European Union gives a blow to Ally Donald Trump

European Union gives a blow to Ally Donald Trump
Shares

WASHINGTON - The European Union on Thursday urged Iran to respect the international agreement curbing the Islamic Republic’s nuclear ambitions, and added that the bloc aims to continue trading with the country despite US sanctions.

The EU and major European powers — Britain, France and Germany — also said that they “note with great concern the statement made by Iran concerning its commitments” to the nuclear deal, stressing that they “reject any ultimatums” coming from Tehran.

The joint statement came as the bloc struggles to preserve the 2015 nuclear deal with Iran, a day after a new deadline from Tehran on finding a solution to make up for last year’s unilateral US withdrawal from the accord and re-imposed US sanctions on Iran.

“We remain fully committed to the preservation and full implementation” of the deal, endorsed by the U.N. Security Council, said the EU statement.

The Trump administration pulled America out of the 2015 deal a year ago, saying it does nothing to stop Iran from developing missiles or destabilising the Middle East. The Europeans insist that the pact is an important pillar of regional and global security and was never meant to address those other issues.

United States President Donald Trump has tightened the screws further on Iran with sanctions on its mining industry after a frustrated Tehran said it would suspend some promises it made under a nuclear deal rejected by Washington.

On the anniversary of Trump’s withdrawal from the accord he denounced as “horrible”, tensions were soaring as the US deployed an aircraft carrier strike group and nuclear-capable bombers to the region and accused Iran of “imminent” attacks.

In an announcement previewed for days, Iran said it would immediately stop implementing some restrictions under the 2015 deal — a move aimed largely at pressing Washington’s European allies to step up to preserve the agreement.

Tehran said it would abandon even more if the remaining parties to the agreement — Britain, China, France, Germany and Russia — failed to start delivering on their commitments to sanctions relief within 60 days.

Iranian President Hassan Rouhani said the ultimatum was intended to rescue the nuclear deal from Trump, whose sanctions have caused severe pain in Iran, which had anticipated an economic boon from the agreement negotiated under then-president Barack Obama.

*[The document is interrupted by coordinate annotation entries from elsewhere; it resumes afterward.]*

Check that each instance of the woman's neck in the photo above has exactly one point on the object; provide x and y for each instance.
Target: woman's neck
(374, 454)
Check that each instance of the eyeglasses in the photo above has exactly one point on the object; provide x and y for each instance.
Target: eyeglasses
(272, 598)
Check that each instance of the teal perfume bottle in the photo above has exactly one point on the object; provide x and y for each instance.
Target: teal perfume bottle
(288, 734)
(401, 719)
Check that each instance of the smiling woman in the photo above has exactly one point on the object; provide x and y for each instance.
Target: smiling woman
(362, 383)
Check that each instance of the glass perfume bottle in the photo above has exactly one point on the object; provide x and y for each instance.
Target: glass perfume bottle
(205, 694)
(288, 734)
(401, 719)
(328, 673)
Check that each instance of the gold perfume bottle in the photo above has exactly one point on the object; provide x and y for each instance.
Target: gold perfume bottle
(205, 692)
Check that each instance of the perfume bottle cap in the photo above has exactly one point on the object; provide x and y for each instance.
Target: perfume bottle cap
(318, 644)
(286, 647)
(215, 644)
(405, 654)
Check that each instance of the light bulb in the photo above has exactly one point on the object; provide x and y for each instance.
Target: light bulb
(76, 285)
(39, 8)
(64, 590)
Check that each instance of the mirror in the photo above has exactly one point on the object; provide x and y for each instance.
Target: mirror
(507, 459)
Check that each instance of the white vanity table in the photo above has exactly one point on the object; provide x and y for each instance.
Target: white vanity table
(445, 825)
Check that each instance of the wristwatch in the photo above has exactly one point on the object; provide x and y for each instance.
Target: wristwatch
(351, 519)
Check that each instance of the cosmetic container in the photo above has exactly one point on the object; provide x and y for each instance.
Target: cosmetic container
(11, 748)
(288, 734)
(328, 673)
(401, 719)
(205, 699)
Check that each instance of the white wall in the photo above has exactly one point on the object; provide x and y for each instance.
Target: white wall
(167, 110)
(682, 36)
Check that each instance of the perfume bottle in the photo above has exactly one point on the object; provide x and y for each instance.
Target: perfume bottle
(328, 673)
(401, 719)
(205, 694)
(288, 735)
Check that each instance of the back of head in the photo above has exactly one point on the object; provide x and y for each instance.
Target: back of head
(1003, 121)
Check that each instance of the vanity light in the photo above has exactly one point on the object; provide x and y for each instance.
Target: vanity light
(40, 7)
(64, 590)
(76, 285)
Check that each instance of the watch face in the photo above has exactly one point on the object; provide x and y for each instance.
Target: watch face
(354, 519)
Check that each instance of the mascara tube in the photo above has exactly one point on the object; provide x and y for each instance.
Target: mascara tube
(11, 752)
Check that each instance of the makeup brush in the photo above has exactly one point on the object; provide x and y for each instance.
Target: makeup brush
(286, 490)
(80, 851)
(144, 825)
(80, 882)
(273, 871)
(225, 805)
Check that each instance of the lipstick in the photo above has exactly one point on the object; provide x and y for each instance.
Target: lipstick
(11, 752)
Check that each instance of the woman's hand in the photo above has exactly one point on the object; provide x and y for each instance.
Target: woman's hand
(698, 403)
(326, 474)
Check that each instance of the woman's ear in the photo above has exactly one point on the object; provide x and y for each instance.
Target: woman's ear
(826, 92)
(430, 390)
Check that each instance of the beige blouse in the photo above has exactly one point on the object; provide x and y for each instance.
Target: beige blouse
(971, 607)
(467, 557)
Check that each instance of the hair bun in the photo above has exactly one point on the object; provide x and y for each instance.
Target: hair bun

“We felt the [deal] needed surgery and that the year-long sedatives have not delivered any result. This surgery is meant to save the [deal], not destroy it,” Rouhani said at a cabinet meeting broadcast live on state television.

Rouhani denounced European countries for seeing the US as the world’s “sheriff” and said their view kept them from making “firm decisions for their own national interests”.

“Iran must remain in this agreement and we must do everything we can to ensure that it stays in,” French President Emmanuel Macron told reporters at an EU summit on Thursday in Romania, where leaders were to discuss the standoff.

Amid the heated rhetoric from Tehran and Washington, Macron urged the agreement’s signatories not to “get caught up in any escalation” and to “jointly watch over our collective security”.

In their statement, the EU powers said they “regret the re-imposition of sanctions” by the US and remain “determined to continue pursuing efforts to enable the continuation of legitimate trade with Iran”.

The Europeans have set up a complicated barter-type system to skirt direct financial transactions with Iran and so evade possible US sanctions. The workaround, dubbed INSTEX, is not yet operational as Iran has not completed its part of the scheme.

The bloc said it plans to push ahead with “the operationalization of the special purpose vehicle ‘INSTEX’”.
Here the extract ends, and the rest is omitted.